The New York Times reports that FBI investigators have found that Nigerian fraud rings are attacking unemployment offices around the country and siphoning hundreds of millions in fraudulent claims from state offices.

Investigators characterize the attack as “immense” and “sophisticated” and report that the ring has already extracted millions in fraudulent claims. The attackers are launching their attacks as millions of American’s rush to file for unemployment and are able to “fly under the radar” since the offices are dealing with a crush of volume.

Since March, more than 36 million people have filed for unemployment as businesses have shuttered across the nation.

Unemployment benefits became a more attractive target for these fraudsters since the additional $600 in weekly payments were added to the program from the federal stimulus program.

Stolen Personal Information from Breaches Is The Fuel to the Fire

The fraud rings appear to be using detailed information such as Social Security Numbers, Addresses, and other personal information from prior data breaches to file fraudulent unemployment claims.

After filing a false unemployment claim they have the funds direct deposited into accounts owned by a vast network of money mules. It is unclear from the FBI if the money mules are complicit in the fraudulent activity or victims themselves of a scam. The FBI issued a warning that people should be wary of quick-money job offers or other suspicious financial arrangements.

The fraud pattern is very similar in nature to the massive tax return fraud schemes that have plagued the IRS for the last 7 years. The Treasury Department recently posted that $135 million in fraudulent refunds were identified for the first two months of 2020, compared to $15 million in the same period for 2019. That’s a whopping increase of 760% over 2019.

Washington State Was The First Targeted State With A 700% Increase in Fraud Claims

The alert from the secret service came on the heels of an announcement earlier this week that Washington State was forced to suspend unemployment claims for 2 days while they tried to resolve substantial fraud attacks.

According to the Seattle Times, the fraudulent claim rate began to spike in early May.

“Between March and April, the number of fraudulent claims for unemployment benefits jumped 27-fold to 700,” the state Employment Security Department (ESD) told The Seattle Times. The story noted that the ESD’s fraud hotline has been inundated with calls, and received so many emails last weekend that it temporarily shut down.

Those fraudulent unemployment claims in Washington have another very distinct pattern that tipped off secret service investigators. Individuals residing out-of-state are receiving multiple ACH deposits from the State of Washington Unemployment Benefits Program, all in different individuals’ names with no connection to the account holder.

Bankers in Oklahoma say that they have seen a surge in unemployment claims from Washington sent to suspected mules in their state.

‘It’s been unbelievable to see the huge number of bogus filings here, and in such large amounts,’ Elaine Dodd, executive vice president of the fraud division at the Oklahoma Bankers Association, told Krebs. 

‘I’m proud of our bankers because they’ve managed to stop a lot of these transfers, but some are already gone. Most mules seem to have [been involved in] romance scams.’ 

To get a better handle on the fraud, state officials announced they would be increasing the number of agents on the fraud hotline, hiring more fraud investigators, cross-matching data with other state agencies and across the country to detect fraud activity, as well as working with the U.S. Department of Labor to both detect and prevent fraud cases.

While Washington was the most heavily attacked state, the secret service has warned that other states appear to be targeted as well including; North Carolina, Massachusetts, Rhode Island, Oklahoma, Wyoming , and Florida.

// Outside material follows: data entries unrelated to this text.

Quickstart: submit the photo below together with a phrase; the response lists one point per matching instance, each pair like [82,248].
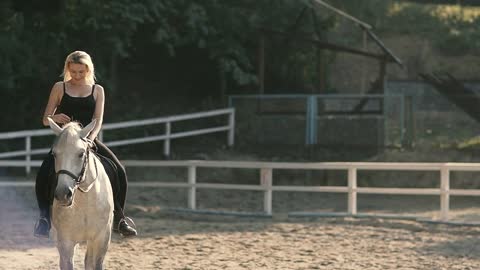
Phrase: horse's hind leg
[66,250]
[96,251]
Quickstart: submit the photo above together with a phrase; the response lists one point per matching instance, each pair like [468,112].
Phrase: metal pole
[231,130]
[266,182]
[192,179]
[166,144]
[28,157]
[444,193]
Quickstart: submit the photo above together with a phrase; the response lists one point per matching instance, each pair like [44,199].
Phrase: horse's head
[70,150]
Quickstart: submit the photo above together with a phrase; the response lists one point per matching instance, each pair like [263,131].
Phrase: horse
[82,209]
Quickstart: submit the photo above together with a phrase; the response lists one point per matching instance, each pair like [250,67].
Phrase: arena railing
[266,181]
[27,135]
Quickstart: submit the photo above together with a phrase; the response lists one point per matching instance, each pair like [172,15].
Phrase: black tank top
[80,109]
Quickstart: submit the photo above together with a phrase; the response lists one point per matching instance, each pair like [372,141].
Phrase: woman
[79,99]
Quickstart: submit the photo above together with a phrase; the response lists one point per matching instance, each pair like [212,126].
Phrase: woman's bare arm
[53,101]
[98,114]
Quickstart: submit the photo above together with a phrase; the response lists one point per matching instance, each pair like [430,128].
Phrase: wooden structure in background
[383,58]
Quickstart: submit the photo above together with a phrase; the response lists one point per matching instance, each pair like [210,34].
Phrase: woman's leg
[44,184]
[119,188]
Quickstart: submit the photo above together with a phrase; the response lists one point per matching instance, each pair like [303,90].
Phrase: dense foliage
[187,46]
[155,53]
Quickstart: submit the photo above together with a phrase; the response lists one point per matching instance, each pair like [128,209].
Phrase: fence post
[266,182]
[166,144]
[352,191]
[28,156]
[100,135]
[311,121]
[231,129]
[444,193]
[192,179]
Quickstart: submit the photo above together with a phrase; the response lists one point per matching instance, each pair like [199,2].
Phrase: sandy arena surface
[172,240]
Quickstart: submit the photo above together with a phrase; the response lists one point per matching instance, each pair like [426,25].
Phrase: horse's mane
[70,129]
[73,124]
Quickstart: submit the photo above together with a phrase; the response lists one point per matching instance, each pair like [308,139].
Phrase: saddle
[110,167]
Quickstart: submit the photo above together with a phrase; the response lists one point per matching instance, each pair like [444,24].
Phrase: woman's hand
[60,118]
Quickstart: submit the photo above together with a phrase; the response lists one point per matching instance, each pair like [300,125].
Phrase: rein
[81,176]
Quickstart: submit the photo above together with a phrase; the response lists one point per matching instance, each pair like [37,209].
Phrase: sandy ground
[173,240]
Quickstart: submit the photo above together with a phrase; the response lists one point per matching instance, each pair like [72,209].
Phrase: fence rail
[266,183]
[166,137]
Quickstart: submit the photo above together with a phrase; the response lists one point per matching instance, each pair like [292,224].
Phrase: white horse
[83,206]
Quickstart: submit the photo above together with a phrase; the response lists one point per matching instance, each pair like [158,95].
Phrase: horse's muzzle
[64,196]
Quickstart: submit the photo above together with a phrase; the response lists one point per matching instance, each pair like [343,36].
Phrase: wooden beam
[261,64]
[343,14]
[330,46]
[473,3]
[384,48]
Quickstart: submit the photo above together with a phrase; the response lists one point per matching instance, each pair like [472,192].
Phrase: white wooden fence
[266,181]
[167,136]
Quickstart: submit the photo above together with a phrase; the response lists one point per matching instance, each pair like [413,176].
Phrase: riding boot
[42,226]
[121,225]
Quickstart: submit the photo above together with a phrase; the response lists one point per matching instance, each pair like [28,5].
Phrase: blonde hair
[79,57]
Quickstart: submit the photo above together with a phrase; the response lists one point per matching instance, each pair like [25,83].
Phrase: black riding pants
[45,183]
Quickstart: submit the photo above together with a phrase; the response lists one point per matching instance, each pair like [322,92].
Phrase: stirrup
[128,222]
[37,232]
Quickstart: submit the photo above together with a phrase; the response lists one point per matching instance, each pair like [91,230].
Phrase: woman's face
[78,72]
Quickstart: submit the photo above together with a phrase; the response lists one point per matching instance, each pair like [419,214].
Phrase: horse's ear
[86,130]
[56,128]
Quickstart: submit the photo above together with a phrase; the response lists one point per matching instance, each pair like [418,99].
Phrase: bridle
[80,178]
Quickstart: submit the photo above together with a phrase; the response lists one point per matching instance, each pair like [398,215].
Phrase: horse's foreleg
[96,251]
[66,250]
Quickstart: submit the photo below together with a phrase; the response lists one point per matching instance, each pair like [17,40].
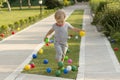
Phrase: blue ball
[45,61]
[34,56]
[48,70]
[65,71]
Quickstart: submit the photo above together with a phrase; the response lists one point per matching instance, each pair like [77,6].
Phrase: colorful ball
[112,41]
[2,35]
[13,32]
[41,51]
[32,65]
[18,28]
[76,37]
[69,37]
[60,64]
[48,70]
[62,69]
[68,50]
[116,49]
[47,40]
[45,61]
[65,71]
[47,44]
[51,41]
[69,68]
[27,67]
[34,56]
[74,68]
[82,33]
[66,58]
[58,73]
[69,61]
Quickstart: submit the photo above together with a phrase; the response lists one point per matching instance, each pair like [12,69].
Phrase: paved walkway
[97,60]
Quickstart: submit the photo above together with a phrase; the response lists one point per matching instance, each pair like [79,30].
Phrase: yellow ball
[41,51]
[27,67]
[18,28]
[82,33]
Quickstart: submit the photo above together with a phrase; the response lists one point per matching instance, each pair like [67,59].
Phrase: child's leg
[64,49]
[59,52]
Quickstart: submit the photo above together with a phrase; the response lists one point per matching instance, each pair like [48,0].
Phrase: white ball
[69,68]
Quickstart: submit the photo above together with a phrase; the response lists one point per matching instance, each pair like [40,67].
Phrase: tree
[9,8]
[29,4]
[20,4]
[76,1]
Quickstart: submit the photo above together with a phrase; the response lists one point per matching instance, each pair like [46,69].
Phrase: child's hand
[46,39]
[82,33]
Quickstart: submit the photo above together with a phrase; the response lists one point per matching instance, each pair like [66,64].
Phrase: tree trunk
[29,4]
[76,1]
[9,8]
[20,4]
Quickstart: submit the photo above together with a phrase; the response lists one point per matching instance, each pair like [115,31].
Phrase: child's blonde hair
[60,14]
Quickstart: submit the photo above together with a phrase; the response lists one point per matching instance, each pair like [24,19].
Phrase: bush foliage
[107,14]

400 Employees From Western Washington University Have Been Targeted

In another indication that breached information is probably being used, the Secret Service has found that victims of the fraud are in highly concentrated groups.

The New York Times reports that at Western Washington University in Bellingham, Wash., more than 400 out of about 2,500 total employees have been targeted with fraudulent claims.

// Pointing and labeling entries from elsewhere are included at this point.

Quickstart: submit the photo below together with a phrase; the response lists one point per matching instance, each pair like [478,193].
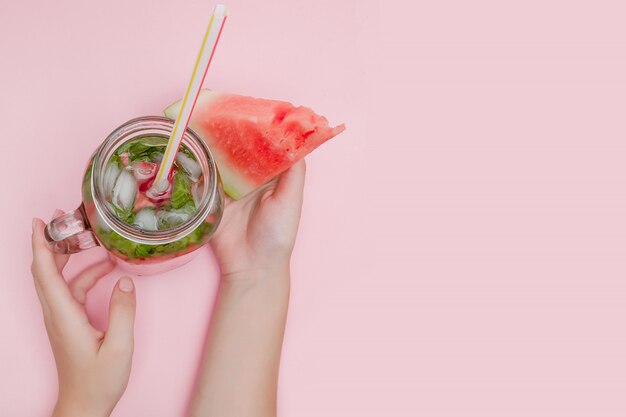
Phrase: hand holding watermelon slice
[258,232]
[254,139]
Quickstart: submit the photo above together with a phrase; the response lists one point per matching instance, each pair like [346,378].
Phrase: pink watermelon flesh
[254,139]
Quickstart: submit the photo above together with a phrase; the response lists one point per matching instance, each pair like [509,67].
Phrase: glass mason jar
[94,222]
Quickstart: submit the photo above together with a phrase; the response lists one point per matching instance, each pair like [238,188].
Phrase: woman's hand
[93,367]
[239,371]
[258,232]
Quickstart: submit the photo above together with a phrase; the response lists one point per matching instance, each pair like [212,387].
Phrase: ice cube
[145,219]
[125,191]
[189,165]
[143,170]
[111,173]
[197,191]
[172,217]
[156,157]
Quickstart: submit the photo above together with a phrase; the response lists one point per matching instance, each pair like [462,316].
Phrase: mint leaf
[113,241]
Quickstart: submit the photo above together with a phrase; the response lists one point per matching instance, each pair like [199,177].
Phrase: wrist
[276,272]
[73,408]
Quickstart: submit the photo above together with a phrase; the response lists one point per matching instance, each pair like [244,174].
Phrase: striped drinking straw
[212,36]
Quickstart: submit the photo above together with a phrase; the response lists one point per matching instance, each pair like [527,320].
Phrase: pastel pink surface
[461,250]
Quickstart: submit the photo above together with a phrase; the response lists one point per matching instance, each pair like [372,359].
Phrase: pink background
[462,245]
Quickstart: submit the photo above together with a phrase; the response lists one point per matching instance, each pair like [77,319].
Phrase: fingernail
[126,284]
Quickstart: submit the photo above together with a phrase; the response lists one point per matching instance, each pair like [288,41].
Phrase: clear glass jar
[141,252]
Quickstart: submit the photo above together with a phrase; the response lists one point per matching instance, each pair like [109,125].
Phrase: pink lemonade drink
[143,232]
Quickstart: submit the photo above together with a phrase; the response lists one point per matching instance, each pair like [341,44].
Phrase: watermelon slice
[254,139]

Most of those victims were clued into the fraud when they began receiving mail from the ESD office advising them that their unemployment claim had been approved and funds were dispersed.

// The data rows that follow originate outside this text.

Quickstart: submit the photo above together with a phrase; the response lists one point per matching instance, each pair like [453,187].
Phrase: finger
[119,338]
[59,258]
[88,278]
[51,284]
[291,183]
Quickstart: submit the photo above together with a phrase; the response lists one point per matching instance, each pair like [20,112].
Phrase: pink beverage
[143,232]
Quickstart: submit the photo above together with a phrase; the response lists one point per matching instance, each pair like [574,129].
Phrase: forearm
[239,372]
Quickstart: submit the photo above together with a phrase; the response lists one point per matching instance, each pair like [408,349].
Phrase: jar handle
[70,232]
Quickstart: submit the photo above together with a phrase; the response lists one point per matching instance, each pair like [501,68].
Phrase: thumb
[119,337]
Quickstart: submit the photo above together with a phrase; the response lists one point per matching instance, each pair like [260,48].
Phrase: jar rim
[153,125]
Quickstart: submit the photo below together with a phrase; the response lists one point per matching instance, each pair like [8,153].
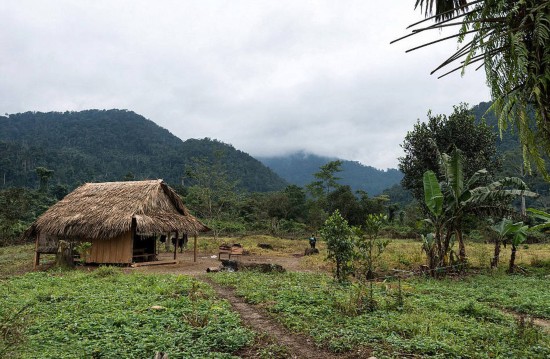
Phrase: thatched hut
[122,221]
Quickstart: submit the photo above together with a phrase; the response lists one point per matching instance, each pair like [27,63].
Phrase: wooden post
[195,248]
[36,254]
[176,246]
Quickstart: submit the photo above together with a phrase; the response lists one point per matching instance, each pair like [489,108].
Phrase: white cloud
[269,77]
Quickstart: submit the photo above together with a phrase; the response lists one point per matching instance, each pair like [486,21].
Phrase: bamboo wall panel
[115,250]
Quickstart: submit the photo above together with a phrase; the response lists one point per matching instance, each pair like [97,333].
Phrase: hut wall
[46,243]
[114,250]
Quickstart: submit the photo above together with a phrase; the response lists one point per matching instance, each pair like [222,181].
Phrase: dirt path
[544,324]
[297,346]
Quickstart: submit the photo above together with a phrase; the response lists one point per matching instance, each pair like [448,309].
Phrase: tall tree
[442,133]
[457,195]
[213,196]
[511,40]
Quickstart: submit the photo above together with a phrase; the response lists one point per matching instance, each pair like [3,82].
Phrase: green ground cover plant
[108,314]
[438,318]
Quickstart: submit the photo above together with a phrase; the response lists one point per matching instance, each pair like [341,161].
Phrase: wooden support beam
[36,254]
[195,248]
[176,246]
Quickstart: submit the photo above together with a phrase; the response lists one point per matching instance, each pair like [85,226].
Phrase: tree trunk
[64,256]
[494,261]
[461,247]
[512,260]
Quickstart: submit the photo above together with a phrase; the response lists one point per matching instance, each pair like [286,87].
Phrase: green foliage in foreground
[442,319]
[106,314]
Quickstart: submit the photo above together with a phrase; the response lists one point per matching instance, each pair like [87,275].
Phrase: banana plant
[507,230]
[453,198]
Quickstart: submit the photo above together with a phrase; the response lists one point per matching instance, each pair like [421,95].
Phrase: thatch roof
[106,210]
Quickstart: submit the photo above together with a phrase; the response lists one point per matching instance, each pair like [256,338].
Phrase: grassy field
[439,319]
[107,314]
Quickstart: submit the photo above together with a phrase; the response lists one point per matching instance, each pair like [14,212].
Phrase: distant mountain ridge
[108,145]
[299,168]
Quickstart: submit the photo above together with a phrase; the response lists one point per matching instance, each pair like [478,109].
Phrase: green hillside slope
[299,169]
[109,145]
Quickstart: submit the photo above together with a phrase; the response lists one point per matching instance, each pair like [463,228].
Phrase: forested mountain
[299,169]
[111,145]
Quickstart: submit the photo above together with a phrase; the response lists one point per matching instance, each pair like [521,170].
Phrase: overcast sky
[269,77]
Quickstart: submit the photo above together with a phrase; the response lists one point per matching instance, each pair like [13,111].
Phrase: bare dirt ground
[209,260]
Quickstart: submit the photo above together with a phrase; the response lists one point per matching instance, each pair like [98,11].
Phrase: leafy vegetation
[510,39]
[442,133]
[107,314]
[440,319]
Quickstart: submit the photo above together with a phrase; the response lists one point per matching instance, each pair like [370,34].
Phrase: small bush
[106,271]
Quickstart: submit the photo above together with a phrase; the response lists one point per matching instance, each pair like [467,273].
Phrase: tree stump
[260,267]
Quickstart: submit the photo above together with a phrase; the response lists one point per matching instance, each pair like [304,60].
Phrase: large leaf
[540,215]
[455,173]
[432,193]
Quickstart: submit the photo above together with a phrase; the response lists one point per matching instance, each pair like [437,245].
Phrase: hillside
[299,169]
[109,145]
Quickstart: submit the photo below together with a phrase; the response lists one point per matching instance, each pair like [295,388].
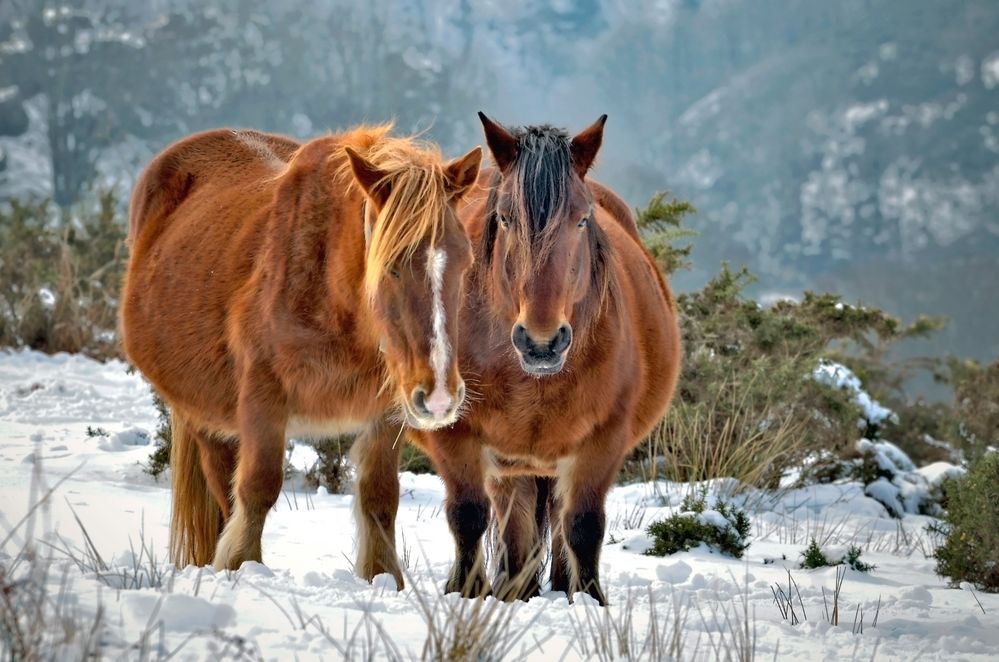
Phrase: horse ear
[461,173]
[585,146]
[368,176]
[502,143]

The ESD in Washington was inundated with calls into their hotline as victims began to receive those notifications.

It is worth noting that Washington State has some of the highest weekly unemployment benefits in the nation and that could be part of the reason they were targeted by the fraud rings

Hundreds of OSU employees In Oklahoma Impacted As Well

In Oklahoma, there have been 5,500 reports collected concerning unemployment fraud since the pandemic began.

There have been more than 200 OSU employees that have had fraudulent claims filed with their information alone. While Western Washington University employees were victims of a data breach, the problem at OSU is a bit different. In their case, it appears that a cyberattack may be responsible for their information being compromised.

Officials in Oklahoma believe the problem of unemployment fraud is more widespread than many believe.

Brook Arbeitman, PIO for the Oklahoma State Bureau of Investigation, said the problem is rampant across the state. The OSBI formed a task force last week of state and federal agencies to investigate these false claims.

“It doesn’t matter if it’s a major metropolitan area, rural area, elected officials, state employees,” Arbeitman said. “It seems to be targeting everybody.”